Impfungen – auch die Impfung gegen COVID-19 – induzieren eine Immunreaktion und können eine Entzündungsreaktion als unerwünschte Arzneimittelreaktion auslösen. In der Regel treten dabei Symptome wie Fieber, Unwohlsein, Anstieg des CRP-Wertes, geringfügiger Abfall der Leukozytenzahl auf. Schwerwiegende immunvermittelte Reaktionen, wie eine Glomerulonephritis, können als wahrscheinliche Folge der Immunantwort durch die Impfung im zeitlichen Zusammenhang mit der Impfung auftreten, müssen aber nicht kausal damit zusammenhängen, weil sie z. B. durch besondere (genetische) Prädisposition bedingt bzw. begünstigt werden.

Literatur

  1. Europäische Arzneimittel-Agentur (EMA): European Public Assessment Report: Produktinformation: https://www.ema.europa.eu/documents/product-information/comirnaty-epar-product-information_de.pdf (letzter Zugriff: 2. März 2023). Stand: 2. Februar 2023.
  2. Michalk D: IgA-Glomerulonephritis. In Schärer K, Mehls O (Hrsg.) Pädiatrische Nephrologie.

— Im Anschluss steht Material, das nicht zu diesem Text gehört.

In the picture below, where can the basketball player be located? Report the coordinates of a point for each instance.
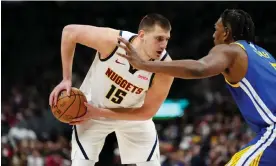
(123, 98)
(250, 73)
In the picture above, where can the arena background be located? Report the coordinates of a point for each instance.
(209, 132)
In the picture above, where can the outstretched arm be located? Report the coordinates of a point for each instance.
(219, 58)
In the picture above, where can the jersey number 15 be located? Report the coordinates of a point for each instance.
(116, 97)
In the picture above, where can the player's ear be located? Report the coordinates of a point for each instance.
(226, 33)
(141, 34)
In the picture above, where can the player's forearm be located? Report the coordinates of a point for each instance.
(68, 46)
(126, 114)
(187, 69)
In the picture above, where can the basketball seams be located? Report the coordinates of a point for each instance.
(79, 106)
(65, 110)
(69, 105)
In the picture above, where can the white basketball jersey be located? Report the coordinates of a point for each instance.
(113, 83)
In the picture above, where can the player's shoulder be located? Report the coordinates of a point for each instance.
(127, 34)
(165, 56)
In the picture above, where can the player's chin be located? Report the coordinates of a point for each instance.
(75, 123)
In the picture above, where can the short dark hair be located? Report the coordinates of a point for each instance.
(241, 24)
(150, 20)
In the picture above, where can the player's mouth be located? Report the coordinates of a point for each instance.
(159, 52)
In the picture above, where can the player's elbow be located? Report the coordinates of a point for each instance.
(199, 70)
(70, 32)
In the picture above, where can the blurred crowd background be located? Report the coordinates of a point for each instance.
(210, 131)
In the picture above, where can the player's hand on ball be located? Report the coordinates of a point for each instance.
(131, 54)
(64, 84)
(92, 113)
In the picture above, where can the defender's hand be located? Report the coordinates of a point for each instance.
(131, 54)
(64, 84)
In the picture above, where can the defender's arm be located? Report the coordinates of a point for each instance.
(219, 58)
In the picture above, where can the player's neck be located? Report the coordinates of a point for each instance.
(141, 52)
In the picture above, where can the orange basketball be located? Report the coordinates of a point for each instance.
(69, 107)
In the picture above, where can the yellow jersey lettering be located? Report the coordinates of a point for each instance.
(273, 65)
(262, 54)
(117, 79)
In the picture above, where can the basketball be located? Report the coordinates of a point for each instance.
(69, 107)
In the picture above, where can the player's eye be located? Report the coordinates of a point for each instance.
(159, 38)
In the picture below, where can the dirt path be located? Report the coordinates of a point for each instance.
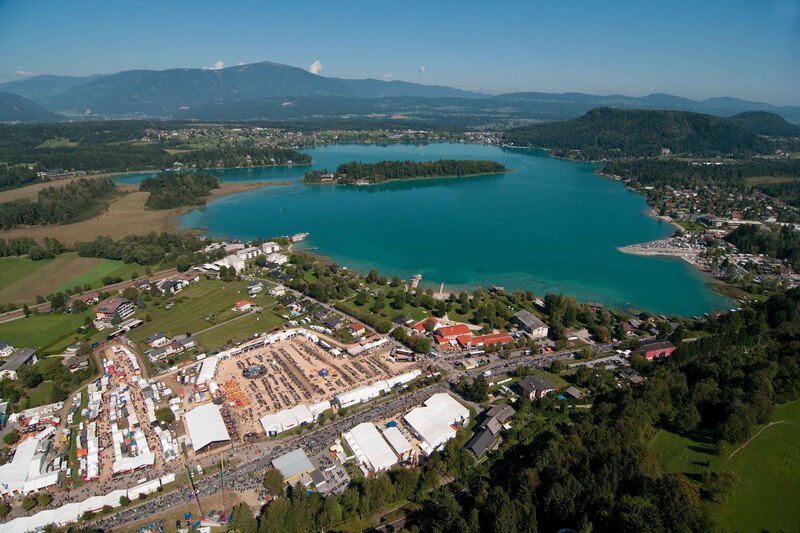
(751, 439)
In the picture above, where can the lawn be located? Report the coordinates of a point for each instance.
(206, 299)
(41, 331)
(238, 330)
(22, 279)
(768, 468)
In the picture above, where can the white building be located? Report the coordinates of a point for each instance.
(270, 247)
(276, 258)
(27, 472)
(205, 427)
(369, 447)
(434, 423)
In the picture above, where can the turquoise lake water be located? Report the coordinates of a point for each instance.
(548, 226)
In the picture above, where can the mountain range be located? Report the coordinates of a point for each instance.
(280, 92)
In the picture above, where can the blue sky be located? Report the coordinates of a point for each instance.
(747, 49)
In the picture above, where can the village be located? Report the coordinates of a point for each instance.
(162, 406)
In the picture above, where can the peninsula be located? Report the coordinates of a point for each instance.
(356, 173)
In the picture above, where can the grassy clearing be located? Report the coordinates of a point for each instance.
(41, 331)
(238, 329)
(768, 468)
(198, 307)
(21, 279)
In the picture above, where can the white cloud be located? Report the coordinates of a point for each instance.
(216, 66)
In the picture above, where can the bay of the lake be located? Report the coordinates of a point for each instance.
(548, 226)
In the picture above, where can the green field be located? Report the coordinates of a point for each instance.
(42, 331)
(238, 330)
(198, 307)
(22, 279)
(768, 468)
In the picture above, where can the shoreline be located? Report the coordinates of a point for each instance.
(127, 215)
(506, 171)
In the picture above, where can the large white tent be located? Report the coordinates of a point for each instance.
(205, 426)
(433, 422)
(370, 448)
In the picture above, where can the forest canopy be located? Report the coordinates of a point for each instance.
(356, 172)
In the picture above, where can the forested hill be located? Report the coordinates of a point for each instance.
(15, 108)
(605, 133)
(355, 172)
(766, 123)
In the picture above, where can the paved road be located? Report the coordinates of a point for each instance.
(313, 442)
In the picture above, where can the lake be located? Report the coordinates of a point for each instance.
(548, 226)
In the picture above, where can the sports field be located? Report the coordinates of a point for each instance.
(768, 468)
(21, 279)
(42, 331)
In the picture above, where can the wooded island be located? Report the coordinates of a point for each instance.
(355, 173)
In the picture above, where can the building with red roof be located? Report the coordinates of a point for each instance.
(468, 341)
(452, 332)
(243, 305)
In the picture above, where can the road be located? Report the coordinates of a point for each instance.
(313, 442)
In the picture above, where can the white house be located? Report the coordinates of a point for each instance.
(270, 247)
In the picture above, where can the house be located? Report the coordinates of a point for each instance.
(76, 362)
(232, 261)
(531, 324)
(116, 308)
(156, 354)
(402, 320)
(5, 349)
(468, 341)
(655, 349)
(157, 340)
(501, 412)
(270, 247)
(333, 322)
(278, 290)
(480, 442)
(23, 356)
(453, 332)
(535, 387)
(278, 259)
(357, 329)
(243, 306)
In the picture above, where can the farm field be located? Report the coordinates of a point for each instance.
(238, 329)
(768, 468)
(22, 279)
(42, 331)
(194, 306)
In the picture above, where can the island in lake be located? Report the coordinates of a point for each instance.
(356, 173)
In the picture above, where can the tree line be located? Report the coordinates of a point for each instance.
(169, 190)
(684, 175)
(73, 202)
(607, 133)
(781, 243)
(354, 171)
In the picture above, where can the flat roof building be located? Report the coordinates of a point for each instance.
(293, 465)
(205, 427)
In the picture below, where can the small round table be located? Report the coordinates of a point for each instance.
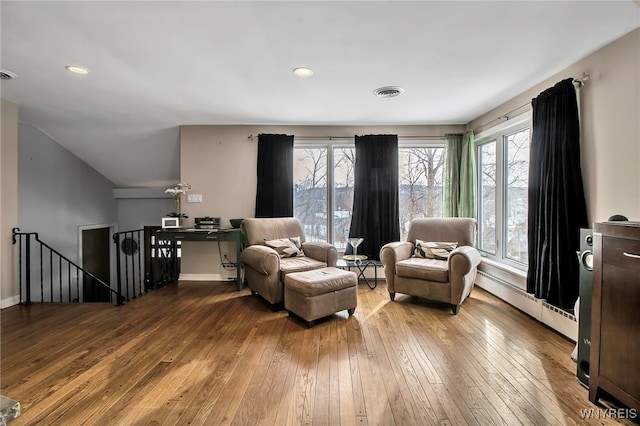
(361, 263)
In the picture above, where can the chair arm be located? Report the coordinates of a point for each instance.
(318, 250)
(463, 260)
(262, 259)
(391, 253)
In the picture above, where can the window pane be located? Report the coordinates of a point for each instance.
(310, 191)
(421, 172)
(487, 196)
(343, 164)
(517, 177)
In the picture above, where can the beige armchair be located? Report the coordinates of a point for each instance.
(447, 277)
(271, 254)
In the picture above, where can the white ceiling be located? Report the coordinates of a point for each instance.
(157, 65)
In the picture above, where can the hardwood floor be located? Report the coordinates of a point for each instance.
(205, 354)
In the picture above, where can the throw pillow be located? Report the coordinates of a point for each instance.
(434, 250)
(286, 247)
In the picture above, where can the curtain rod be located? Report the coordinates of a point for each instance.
(577, 83)
(333, 138)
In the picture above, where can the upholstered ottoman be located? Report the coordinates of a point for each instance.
(320, 292)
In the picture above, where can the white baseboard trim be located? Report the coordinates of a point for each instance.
(204, 277)
(10, 301)
(557, 319)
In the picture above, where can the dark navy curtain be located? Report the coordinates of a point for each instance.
(557, 208)
(375, 195)
(274, 191)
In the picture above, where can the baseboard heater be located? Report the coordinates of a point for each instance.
(561, 321)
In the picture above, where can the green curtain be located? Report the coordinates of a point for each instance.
(460, 190)
(453, 144)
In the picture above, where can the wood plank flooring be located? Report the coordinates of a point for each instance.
(206, 354)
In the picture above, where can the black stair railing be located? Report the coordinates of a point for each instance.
(130, 268)
(60, 278)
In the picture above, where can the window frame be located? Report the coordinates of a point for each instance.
(499, 134)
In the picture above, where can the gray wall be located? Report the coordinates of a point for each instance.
(58, 192)
(135, 213)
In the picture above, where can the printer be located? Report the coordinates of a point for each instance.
(207, 222)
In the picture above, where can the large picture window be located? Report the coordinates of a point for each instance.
(503, 168)
(323, 175)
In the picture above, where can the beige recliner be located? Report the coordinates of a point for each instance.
(443, 274)
(265, 267)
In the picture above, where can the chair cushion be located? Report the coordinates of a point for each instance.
(286, 247)
(298, 264)
(434, 250)
(423, 269)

Berlin: Springer-Verlag, 2002; 199-202.
  3. Magistroni R, D'Agati VD, Appel GB, Kiryluk K: New developments in the genetics, pathogenesis, and therapy of IgA nephropathy. Kidney Int 2015; 88: 974-989.
  4. Rodrigues JC, Haas M, Reich HN: IgA Nephropathy. Clin J Am Soc Nephrol 2017; 12: 677-686.
  5. Rajasekaran A, Julian BA, Rizk DV: IgA Nephropathy: An Interesting Autoimmune Kidney Disease. Am J Med Sci 2021; 361: 176-194.  
  6. Chow KU, Luxembourg B, Seifried E, Bonig H: Spleen size is significantly influenced by body height and sex: establishment of normal values for spleen size at US with a cohort of 1200 healthy individuals. Radiology 2016; 279: 306-313.
  7. Europäische Datenbank gemeldeter Verdachtsfälle von Arzneimittelnebenwirkungen: https://www.adrreports.eu/de/index.html. Letzter Zugriff. 14. Februar 2023.

Interessenkonflikte

Der Autor gibt an, keine Interessenkonflikte zu haben.